By Standing Order (Document No. 3) entered on April 20, 2010, this action was referred to the Honorable R. Clarke VanDervort, United States Magistrate Judge, for submission to this Court of proposed findings of fact and recommendation for disposition, pursuant to 28 U.S.C. § 636. On November 8, 2010, the Magistrate Judge submitted Proposed Findings and Recommendation (Document No. 10) wherein it is recommended that this Court dismiss the Petitioner's Petition for Writ of Habeas Corpus (Document No. 1) and deny the Petitioner's Motion for Preliminary Injunction (Document No. 8).
Neither party has timely filed objections to the Magistrate Judge's Proposed Findings and Recommendation. The Court is not required to review, under a de novo or any other standard, the factual or legal conclusions of the magistrate judge as to those portions of the findings or recommendation to which no objections are addressed. Thomas v. Arn, 474 U.S. 140, 150 (1985). Failure to file timely objections constitutes a waiver of de novo review and the Petitioner's right to appeal this Court's Order. 28 U.S.C. § 636(b)(1); see also Snyder v. Ridenour, 889 F.2d 1363, 1366 (4th Cir. 1989); United States v. Schronce, 727 F.2d 91, 94 (4th Cir. 1984).
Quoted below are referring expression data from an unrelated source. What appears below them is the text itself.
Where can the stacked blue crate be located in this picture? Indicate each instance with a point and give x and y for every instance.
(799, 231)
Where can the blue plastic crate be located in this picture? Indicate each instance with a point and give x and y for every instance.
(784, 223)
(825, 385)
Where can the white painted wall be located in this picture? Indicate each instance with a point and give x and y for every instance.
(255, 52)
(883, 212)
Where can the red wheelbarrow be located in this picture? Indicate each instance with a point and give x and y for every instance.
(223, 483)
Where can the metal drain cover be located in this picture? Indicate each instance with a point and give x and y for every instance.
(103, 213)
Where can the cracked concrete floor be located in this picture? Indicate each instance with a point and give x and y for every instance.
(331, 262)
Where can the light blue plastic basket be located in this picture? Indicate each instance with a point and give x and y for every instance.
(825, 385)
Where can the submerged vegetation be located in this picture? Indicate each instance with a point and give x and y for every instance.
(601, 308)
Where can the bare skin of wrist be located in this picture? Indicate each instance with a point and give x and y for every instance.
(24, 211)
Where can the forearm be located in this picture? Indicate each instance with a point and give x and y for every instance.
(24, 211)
Accordingly, the Court ADOPTS and incorporates herein the substance of the findings of the Magistrate Judge as contained in the Proposed Findings and Recommendation. The Court further ADOPTS the recommendation of the Magistrate Judge and ORDERS that the Petitioner's Petition for Writ of Habeas Corpus (Document No. 1) is DISMISSED, and the Petitioner's Motion for Preliminary Injunction (Document No. 8) is DENIED.
The Court has additionally considered whether to grant a certificate of appealability. See 28 U.S.C. § 2253(c). A certificate will not be granted unless there is "a substantial showing of the denial of a constitutional right." Id. § 2253(c)(2). The standard is satisfied only upon a showing that reasonable jurists would find that any assessment of the constitutional claims by this Court is debatable or wrong and that any dispositive procedural ruling is likewise debatable.Miller-El v. Cockrell, 537 U.S. 322, 336-38 (2003); Slack v. McDaniel, 529 U.S. 473, 484 (2000); Rose v. Lee, 252 F.3d 676, 683-84 (4th Cir. 2001). The Court concludes that the governing standard is not satisfied in this instance. Accordingly, the Court DENIES a certificate of appealability.
The Court DIRECTS the Clerk to send a certified copy of this Order to Magistrate Judge VanDervort, counsel of record, and any unrepresented party.